Insurance company transfers the risk insured to another company. This is known as

Reinsurance
TPAs
Bancassurance
Actuaries

The correct answer is A. Reinsurance.

Reinsurance is a form of insurance that protects an insurance company from excessive losses. When an insurance company sells a policy, it is taking on the risk of that policy. If the insured event occurs, the insurance company will have to pay out the claim. If the insured event is very costly, such as a natural disaster, the insurance company could go bankrupt if it has to pay out too many claims. Reinsurance helps to protect the insurance company from this risk by transferring some of the risk to another insurance company.

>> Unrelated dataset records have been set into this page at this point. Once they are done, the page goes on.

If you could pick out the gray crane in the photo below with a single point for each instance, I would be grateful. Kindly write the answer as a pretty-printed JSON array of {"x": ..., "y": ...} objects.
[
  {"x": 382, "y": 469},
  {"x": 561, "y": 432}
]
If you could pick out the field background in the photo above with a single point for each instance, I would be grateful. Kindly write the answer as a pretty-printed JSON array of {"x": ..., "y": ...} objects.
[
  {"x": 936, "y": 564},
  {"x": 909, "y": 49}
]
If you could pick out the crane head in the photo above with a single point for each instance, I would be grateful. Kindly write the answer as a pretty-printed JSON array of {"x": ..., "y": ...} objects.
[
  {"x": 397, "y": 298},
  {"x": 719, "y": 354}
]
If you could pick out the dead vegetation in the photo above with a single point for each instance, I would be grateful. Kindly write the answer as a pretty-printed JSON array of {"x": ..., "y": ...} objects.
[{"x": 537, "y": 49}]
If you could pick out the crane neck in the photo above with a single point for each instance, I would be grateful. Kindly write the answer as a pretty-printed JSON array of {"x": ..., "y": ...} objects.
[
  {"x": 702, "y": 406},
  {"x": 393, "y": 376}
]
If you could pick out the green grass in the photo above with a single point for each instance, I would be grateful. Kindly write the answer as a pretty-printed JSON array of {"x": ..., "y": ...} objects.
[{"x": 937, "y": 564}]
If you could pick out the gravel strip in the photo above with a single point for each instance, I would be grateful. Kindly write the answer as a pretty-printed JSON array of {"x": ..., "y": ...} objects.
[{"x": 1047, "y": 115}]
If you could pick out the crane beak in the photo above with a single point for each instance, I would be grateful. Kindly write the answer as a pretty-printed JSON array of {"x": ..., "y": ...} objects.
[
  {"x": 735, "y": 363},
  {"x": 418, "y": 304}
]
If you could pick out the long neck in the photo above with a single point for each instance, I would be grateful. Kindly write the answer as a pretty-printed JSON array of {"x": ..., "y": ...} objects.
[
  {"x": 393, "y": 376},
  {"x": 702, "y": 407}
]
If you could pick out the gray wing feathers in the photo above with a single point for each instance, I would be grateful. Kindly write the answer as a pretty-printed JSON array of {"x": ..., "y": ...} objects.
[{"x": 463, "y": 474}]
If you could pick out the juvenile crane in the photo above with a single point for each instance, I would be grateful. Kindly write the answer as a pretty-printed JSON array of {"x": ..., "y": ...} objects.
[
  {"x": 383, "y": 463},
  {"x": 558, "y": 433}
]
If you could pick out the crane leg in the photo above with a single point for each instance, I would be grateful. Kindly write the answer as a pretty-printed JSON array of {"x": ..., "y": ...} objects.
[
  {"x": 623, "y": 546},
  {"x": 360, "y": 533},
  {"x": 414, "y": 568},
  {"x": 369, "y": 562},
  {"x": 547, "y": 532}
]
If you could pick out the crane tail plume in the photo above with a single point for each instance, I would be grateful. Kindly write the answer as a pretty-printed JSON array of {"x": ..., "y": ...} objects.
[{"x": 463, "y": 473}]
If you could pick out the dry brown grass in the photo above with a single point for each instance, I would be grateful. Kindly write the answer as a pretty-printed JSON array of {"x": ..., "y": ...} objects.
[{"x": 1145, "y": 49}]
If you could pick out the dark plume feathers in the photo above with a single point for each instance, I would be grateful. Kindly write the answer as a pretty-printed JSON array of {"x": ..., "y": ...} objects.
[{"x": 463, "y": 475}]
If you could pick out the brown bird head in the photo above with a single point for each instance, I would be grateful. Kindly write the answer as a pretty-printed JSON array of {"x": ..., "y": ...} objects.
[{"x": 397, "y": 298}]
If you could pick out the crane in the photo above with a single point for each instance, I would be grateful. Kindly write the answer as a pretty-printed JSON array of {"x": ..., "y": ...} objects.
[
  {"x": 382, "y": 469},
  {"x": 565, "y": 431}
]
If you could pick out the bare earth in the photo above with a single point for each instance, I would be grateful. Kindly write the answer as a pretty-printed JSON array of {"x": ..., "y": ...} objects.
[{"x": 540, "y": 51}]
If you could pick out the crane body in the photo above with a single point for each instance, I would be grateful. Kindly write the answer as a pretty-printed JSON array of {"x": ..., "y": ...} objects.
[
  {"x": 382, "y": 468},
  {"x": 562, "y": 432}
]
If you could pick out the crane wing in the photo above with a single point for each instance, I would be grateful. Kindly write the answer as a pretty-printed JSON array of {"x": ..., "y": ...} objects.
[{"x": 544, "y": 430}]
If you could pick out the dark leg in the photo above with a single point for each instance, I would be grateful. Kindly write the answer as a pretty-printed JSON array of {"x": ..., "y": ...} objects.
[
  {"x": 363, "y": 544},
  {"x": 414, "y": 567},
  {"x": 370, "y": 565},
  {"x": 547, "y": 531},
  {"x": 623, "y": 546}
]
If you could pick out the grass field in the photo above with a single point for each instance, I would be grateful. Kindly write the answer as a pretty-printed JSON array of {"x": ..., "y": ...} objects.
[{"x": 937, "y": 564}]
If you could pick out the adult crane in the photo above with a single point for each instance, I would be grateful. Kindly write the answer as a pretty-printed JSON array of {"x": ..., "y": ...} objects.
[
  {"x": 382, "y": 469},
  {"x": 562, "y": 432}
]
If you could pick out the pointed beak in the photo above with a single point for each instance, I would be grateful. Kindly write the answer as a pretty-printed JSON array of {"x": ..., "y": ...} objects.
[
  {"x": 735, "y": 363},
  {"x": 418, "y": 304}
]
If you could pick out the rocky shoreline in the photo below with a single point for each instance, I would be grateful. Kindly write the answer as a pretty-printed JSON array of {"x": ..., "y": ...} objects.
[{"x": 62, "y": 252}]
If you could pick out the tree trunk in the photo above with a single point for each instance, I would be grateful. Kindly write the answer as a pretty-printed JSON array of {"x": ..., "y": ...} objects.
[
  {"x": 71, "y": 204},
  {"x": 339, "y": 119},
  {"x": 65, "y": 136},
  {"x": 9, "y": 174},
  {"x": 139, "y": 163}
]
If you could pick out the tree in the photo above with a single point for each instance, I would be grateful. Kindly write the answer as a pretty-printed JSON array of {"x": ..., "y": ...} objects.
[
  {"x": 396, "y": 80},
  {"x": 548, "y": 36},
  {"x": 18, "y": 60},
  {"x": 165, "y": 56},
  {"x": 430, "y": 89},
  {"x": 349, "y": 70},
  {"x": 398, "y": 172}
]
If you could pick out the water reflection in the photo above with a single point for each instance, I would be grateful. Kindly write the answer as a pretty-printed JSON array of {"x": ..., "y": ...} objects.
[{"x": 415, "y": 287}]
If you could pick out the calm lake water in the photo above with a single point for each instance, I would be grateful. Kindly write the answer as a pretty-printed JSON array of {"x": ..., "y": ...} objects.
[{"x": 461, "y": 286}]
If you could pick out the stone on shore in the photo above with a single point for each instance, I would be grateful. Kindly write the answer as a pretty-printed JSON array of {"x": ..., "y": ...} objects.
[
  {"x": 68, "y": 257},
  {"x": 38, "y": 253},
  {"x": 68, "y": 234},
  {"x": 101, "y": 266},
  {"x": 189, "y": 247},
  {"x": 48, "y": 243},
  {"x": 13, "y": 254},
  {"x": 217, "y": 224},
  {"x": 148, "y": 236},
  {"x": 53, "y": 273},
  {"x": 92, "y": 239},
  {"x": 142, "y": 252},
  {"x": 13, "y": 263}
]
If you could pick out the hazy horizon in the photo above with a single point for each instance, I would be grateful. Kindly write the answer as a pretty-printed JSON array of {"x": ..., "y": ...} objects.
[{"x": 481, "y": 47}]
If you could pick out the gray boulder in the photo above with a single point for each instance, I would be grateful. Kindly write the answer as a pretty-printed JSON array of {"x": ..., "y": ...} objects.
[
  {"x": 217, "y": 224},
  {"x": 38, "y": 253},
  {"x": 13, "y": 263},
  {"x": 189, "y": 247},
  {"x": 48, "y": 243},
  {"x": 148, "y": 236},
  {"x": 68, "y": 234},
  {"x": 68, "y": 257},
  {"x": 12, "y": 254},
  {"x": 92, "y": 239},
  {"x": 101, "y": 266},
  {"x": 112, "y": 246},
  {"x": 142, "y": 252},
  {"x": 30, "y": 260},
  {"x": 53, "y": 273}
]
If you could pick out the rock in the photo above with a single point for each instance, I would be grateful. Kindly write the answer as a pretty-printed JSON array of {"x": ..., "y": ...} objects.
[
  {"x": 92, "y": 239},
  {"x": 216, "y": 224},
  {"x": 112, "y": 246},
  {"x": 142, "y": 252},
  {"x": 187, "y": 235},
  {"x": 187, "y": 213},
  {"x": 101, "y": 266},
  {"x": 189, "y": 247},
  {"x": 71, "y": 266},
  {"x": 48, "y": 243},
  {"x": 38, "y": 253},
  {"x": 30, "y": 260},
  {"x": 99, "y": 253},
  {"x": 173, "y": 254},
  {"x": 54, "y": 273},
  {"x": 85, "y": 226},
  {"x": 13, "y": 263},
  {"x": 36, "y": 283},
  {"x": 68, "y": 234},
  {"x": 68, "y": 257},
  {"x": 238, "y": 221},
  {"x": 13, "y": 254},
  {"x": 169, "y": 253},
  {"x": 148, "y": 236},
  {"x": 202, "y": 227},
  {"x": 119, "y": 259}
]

TPAs, or third-party administrators, are companies that provide administrative services to insurance companies. These services can include claims processing, customer service, and underwriting. TPAs are not insurance companies, and they do not take on any of the risk of the insurance policies that they administer.

Bancassurance is a term used to describe the sale of insurance products through banks. Banks are able to sell insurance products because they have a large customer base and they are able to offer convenient access to insurance products. However,

banks are not insurance companies, and they do not take on any of the risk of the insurance policies that they sell.

Actuaries are professionals who use mathematics and statistics to assess risk and to calculate the premiums that insurance companies charge. Actuaries do not take on any of the risk of the insurance policies that they work on.